Homeostatic synaptic scaling is a form of synaptic plasticity that, acting in a negative-feedback manner, serves to adjust the strength of excitatory synapses in order to stabilise firing. In other words, it appears that neurons are able to detect changes in their own firing rates through a set of calcium-dependent sensors. Then, they act accordingly (i.e. in the opposite direction) to regulate receptor trafficking so that there is an increase or decrease in the accumulation of glutamate receptors at synaptic sites.
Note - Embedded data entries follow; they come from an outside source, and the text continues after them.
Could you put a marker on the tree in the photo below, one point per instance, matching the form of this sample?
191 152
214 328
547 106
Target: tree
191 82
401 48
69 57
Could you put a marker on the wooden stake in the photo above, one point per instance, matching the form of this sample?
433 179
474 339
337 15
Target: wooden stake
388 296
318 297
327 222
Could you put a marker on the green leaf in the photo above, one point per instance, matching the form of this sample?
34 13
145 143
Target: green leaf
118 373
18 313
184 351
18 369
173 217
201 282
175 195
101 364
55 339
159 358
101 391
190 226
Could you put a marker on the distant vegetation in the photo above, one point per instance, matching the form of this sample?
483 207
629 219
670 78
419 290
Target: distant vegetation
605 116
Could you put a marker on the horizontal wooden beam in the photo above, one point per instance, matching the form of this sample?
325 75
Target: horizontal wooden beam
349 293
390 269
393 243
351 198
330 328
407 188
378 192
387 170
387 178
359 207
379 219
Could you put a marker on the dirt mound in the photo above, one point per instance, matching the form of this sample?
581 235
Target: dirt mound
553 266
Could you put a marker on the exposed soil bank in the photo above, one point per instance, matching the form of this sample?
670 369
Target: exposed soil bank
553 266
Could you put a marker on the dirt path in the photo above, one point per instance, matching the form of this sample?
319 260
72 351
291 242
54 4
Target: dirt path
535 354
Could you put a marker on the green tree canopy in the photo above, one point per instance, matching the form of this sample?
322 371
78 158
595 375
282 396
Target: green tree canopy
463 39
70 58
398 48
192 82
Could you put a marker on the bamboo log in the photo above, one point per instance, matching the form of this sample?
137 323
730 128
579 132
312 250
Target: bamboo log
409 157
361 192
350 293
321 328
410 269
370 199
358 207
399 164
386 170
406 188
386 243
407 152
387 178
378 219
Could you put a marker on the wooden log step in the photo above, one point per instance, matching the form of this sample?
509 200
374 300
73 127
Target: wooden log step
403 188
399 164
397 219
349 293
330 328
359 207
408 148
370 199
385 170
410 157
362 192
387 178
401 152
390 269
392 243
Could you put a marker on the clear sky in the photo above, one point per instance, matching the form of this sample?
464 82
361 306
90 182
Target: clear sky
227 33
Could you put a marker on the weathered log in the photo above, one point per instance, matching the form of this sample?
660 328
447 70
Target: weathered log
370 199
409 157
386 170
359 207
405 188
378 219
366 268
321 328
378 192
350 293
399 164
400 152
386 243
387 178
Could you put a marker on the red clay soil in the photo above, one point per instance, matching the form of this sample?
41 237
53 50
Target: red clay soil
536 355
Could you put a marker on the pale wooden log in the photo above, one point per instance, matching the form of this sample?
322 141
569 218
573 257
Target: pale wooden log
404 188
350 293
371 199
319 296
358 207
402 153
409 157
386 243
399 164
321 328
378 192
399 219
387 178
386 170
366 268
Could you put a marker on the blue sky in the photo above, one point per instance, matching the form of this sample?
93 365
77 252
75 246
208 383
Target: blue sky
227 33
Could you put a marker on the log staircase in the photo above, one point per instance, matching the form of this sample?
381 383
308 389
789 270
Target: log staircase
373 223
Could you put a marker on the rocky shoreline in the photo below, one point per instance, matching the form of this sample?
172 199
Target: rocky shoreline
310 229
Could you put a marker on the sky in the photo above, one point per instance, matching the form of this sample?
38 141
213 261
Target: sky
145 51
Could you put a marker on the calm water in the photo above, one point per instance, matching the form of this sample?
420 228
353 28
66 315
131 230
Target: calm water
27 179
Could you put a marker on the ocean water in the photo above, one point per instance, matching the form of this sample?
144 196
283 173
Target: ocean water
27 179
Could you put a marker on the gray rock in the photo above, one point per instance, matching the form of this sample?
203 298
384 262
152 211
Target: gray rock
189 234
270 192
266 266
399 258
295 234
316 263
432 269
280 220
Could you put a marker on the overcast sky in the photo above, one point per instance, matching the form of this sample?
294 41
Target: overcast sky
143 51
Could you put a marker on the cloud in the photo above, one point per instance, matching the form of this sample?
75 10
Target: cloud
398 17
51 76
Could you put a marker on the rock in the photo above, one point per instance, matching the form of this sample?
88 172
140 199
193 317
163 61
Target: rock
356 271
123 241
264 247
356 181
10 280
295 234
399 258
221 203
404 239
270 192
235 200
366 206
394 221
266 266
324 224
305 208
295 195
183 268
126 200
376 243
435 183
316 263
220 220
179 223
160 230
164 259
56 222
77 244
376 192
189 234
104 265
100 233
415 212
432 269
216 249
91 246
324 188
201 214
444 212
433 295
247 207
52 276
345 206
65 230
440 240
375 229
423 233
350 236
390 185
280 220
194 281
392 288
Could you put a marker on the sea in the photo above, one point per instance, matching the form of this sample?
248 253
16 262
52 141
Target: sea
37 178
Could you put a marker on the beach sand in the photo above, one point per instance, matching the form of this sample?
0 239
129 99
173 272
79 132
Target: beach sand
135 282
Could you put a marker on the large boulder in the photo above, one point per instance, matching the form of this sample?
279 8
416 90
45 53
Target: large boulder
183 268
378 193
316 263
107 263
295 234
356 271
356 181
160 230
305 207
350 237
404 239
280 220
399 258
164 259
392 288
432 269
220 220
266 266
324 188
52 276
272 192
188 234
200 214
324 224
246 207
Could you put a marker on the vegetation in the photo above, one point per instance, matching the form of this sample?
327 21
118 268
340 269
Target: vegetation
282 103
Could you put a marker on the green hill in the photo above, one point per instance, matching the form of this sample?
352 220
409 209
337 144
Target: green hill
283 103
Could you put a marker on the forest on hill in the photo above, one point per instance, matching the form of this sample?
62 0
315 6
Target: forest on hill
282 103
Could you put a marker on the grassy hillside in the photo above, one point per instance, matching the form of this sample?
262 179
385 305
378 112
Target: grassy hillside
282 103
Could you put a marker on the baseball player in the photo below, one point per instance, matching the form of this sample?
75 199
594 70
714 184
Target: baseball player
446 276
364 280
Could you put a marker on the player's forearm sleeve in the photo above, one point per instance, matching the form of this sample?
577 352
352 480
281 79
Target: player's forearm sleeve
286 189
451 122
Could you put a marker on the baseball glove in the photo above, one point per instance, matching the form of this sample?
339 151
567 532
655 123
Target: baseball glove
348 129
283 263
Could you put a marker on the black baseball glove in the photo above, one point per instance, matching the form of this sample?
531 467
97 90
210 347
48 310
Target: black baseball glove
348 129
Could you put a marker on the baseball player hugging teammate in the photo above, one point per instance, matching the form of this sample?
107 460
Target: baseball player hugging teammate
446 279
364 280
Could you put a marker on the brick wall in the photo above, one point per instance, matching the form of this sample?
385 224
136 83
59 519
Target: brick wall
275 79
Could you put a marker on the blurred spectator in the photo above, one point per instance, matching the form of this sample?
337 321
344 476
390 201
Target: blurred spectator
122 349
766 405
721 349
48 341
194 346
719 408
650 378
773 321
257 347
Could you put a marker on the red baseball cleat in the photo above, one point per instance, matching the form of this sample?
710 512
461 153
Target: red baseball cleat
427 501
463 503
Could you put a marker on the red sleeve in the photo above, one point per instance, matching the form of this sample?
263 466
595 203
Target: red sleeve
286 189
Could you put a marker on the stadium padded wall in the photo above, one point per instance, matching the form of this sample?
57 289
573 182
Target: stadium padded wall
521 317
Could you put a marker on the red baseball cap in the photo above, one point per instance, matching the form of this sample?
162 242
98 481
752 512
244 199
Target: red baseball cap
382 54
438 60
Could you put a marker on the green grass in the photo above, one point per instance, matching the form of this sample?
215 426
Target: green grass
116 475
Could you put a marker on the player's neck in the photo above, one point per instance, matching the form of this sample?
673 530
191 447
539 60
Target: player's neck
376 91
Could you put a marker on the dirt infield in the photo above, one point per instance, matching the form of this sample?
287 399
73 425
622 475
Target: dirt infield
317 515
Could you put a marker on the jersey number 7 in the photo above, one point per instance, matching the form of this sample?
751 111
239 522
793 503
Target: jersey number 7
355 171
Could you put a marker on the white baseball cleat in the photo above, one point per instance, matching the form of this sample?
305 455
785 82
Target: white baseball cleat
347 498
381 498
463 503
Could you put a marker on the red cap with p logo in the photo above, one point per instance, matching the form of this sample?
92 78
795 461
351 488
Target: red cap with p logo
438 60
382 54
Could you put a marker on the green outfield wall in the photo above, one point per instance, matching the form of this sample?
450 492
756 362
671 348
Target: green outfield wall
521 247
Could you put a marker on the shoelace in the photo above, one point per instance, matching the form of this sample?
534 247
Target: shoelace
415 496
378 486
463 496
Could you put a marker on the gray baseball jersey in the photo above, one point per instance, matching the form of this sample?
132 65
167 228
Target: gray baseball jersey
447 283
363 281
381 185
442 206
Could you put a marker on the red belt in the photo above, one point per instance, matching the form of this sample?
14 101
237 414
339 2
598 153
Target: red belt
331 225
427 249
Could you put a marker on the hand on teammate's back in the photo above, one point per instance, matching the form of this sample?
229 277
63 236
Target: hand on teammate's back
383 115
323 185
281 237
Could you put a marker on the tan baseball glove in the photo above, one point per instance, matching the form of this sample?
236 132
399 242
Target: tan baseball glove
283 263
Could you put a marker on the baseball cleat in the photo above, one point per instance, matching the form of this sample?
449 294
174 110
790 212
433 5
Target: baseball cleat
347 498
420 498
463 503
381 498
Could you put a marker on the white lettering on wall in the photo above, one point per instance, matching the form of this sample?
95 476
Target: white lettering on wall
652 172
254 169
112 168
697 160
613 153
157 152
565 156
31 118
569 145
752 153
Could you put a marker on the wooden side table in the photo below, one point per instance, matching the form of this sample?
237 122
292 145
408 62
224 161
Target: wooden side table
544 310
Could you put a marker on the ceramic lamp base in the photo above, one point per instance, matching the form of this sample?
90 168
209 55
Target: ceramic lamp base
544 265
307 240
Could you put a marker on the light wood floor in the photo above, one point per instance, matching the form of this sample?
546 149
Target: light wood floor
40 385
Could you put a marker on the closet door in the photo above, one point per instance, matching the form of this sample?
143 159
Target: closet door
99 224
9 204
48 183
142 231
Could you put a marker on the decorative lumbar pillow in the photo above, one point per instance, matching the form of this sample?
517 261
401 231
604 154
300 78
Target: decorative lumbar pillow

Importantly, as opposed to LTP, this phenomenon is slow to develop and is not synapse specific, affecting the whole neuron.
The purpose of this research was to determine the role of SUMOylation in the scaling of excitatory synaptic transmission evoked by chronic downregulation of synaptic activity (TTX was applied to prevent synaptic activity).
The results show that, in the slices treated with TTX, there was a significant decrease in AMPAR-mediated responses in the cells overexpressing SENP1, compared to non-infected, control cells. In the control group of cells (not treated with TTX), there was no difference in the amplitude of AMPAR-mediated responses between infected and non-infected cells. In addition, overexpression of SENP1 did not produce any change in rectification index, compared to non-infected cells, both in TTX-treated and control slices.
Our conclusion from these data is that SUMOylation plays an important role in synaptic scaling of synaptic responses. In addition, these data are in concordance with those obtained by molecular biology and confocal imaging.